Barcoded solid-phase RNA capture for Spatial Transcriptomics profiling in mammalian tissue sections.

Author information

1
Science for Life Laboratory, Department of Gene Technology, KTH Royal Institute of Technology, Stockholm, Sweden.
2
Hubrecht Institute-KNAW (Royal Netherlands Academy of Arts and Sciences) and University Medical Center Utrecht, Cancer Genomics Netherlands, Utrecht, The Netherlands.
3
Science for Life Laboratory, Department of Gene Technology, KTH Royal Institute of Technology, Stockholm, Sweden. patrik.stahl@scilifelab.se.
4
Broad Institute of Harvard and Massachusetts Institute of Technology, Cambridge, MA, USA.
5
Department of Cell and Molecular Biology, Karolinska Institutet, Stockholm, Sweden.
6
Science for Life Laboratory, Department of Gene Technology, KTH Royal Institute of Technology, Stockholm, Sweden. joakim.lundeberg@scilifelab.se.

Abstract

Spatial resolution of gene expression enables gene expression events to be pinpointed to a specific location in biological tissue. Spatially resolved gene expression in tissue sections is traditionally analyzed using immunohistochemistry (IHC) or in situ hybridization (ISH). These technologies are invaluable tools for pathologists and molecular biologists; however, their throughput is limited to the analysis of only a few genes at a time.

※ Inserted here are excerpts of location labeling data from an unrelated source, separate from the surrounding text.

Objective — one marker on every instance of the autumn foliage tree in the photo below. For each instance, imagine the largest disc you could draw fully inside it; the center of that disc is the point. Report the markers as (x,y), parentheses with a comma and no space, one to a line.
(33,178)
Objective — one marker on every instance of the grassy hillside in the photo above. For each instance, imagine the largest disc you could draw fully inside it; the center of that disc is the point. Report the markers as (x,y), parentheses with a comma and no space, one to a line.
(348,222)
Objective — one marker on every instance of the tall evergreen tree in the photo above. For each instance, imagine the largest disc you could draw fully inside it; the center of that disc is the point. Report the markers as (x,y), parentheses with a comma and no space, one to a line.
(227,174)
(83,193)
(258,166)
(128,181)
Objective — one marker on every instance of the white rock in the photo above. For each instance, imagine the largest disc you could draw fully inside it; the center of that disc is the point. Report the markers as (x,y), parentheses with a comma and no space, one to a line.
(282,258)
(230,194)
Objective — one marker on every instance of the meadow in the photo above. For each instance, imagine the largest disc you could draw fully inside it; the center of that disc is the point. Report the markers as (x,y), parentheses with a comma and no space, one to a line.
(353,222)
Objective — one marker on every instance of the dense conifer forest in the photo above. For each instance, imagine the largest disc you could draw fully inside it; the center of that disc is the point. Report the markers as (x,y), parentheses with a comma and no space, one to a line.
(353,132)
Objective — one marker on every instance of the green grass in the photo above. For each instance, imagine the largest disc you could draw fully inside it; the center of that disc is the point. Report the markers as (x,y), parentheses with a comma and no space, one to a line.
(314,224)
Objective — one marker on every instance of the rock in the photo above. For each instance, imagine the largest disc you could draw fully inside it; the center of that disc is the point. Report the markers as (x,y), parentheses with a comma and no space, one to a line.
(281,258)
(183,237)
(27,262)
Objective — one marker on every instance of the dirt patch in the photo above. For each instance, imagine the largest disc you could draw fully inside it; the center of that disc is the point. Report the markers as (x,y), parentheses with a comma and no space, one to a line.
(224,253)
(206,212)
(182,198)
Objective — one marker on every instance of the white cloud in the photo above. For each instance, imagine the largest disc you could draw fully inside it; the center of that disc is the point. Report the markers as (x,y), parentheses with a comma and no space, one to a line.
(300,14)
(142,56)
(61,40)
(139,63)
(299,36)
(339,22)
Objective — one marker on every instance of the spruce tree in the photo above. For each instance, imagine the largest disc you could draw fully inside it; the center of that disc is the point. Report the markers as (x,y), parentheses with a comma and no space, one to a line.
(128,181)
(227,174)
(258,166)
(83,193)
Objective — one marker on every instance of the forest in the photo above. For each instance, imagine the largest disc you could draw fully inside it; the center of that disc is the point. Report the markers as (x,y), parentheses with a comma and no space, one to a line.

Recent advances in RNA sequencing (RNA-seq) have made it possible to obtain unbiased high-throughput gene expression data in bulk. Spatial Transcriptomics combines the benefits of traditional spatially resolved technologies with the massive throughput of RNA-seq. Here, we present a protocol describing how to apply the Spatial Transcriptomics technology to mammalian tissue. This protocol combines histological staining and spatially resolved RNA-seq data from intact tissue sections. Once suitable tissue-specific conditions have been established, library construction and sequencing can be completed in ~5-6 d. Data processing takes a few hours, with the exact timing dependent on the sequencing depth. Our method requires no special instruments and can be performed in any laboratory with access to a cryostat, microscope and next-generation sequencing.

PMID:
30353172
DOI:
10.1038/s41596-018-0045-2
[Indexed for MEDLINE]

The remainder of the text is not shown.